Throughout the project leaflets were handed out, including with every food parcel, and posters were displayed signposting partners who backed the campaign, including Lincolnshire Credit Union, Lincoln Citizens Advice Bureau, the Illegal Money Lending Team and Christians Against Poverty.
Each month had its own message; October was to plan for Christmas spending, November was not to be reeled in by illegal loan sharks, December’s was not to hit the panic button and take out a high interest loan and January reminded people that it’s never too early to plan for the next festive season.
Councillor Rosanne Kirk, Portfolio Holder for Social Inclusion and Community Cohesion at the city council, said: “Although the campaign has ended, its message is one that continues throughout the year.

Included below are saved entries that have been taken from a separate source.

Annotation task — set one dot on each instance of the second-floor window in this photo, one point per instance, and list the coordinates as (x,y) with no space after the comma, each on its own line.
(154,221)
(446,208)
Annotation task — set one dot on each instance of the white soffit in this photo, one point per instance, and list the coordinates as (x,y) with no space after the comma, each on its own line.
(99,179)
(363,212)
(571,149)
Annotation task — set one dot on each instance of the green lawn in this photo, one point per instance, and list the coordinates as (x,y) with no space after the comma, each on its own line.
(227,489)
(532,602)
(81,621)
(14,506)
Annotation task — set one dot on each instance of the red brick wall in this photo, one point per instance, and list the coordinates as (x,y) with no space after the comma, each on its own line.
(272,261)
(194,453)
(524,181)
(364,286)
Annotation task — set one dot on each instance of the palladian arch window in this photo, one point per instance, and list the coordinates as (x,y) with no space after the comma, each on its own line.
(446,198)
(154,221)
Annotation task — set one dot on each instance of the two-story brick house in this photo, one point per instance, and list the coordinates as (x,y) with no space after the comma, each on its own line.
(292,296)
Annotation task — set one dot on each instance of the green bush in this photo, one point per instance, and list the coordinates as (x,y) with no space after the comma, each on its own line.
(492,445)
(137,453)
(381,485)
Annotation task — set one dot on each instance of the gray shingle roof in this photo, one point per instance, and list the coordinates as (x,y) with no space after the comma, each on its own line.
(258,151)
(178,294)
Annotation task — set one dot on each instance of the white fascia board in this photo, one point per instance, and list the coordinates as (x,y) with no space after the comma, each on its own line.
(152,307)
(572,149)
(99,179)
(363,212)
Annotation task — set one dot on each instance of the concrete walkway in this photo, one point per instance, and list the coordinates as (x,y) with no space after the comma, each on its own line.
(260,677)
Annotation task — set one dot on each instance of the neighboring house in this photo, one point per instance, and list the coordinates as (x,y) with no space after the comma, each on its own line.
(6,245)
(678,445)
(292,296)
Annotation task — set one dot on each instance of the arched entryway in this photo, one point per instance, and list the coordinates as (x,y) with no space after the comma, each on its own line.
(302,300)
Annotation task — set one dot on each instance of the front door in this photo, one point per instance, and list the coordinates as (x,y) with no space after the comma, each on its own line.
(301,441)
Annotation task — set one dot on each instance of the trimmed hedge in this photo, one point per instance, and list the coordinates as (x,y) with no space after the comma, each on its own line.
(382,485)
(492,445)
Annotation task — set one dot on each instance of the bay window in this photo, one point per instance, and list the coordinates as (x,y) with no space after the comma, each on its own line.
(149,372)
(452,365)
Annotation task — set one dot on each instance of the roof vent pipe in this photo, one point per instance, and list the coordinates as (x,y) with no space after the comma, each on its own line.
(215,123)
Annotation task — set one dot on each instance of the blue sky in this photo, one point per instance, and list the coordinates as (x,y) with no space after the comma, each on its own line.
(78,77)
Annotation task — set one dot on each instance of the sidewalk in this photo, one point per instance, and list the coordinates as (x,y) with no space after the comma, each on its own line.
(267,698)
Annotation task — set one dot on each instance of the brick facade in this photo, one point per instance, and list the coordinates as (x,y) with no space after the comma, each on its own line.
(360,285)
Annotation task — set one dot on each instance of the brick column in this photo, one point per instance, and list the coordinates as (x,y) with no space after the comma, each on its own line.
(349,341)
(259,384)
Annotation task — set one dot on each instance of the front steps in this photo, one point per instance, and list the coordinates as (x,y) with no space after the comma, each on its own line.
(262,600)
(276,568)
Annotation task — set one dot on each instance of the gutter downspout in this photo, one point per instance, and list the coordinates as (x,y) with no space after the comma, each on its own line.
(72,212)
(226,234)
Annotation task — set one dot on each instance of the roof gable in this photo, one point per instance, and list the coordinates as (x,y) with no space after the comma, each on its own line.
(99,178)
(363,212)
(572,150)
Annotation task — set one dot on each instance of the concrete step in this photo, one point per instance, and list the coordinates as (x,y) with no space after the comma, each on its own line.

It is important to remember there are other options available to people other than high interest loans.
“We are incredibly fortunate to be in a city where there are a number of agencies that offer money, debt and budgeting advice all year round.
“It’s testament to the hard work and dedication of these organisations that we’ve been able to join together on the ‘Say No To High Cost Borrowing’ campaign to highlight what’s out there for people if they are concerned about their finances.
“I’d also like to thank all the 32 partners who’ve been involved in the project to ensure this important message has reached as wide an audience as possible.
“It really does go to show what we can achieve by putting our resources together.”
Anyone who needs help can find a range of agencies in the city by visiting the Lincoln Against Poverty website.
Seventy-five organisations will be joining together at this year’s Lincoln Against Poverty Conference taking place on Tuesday, February 24.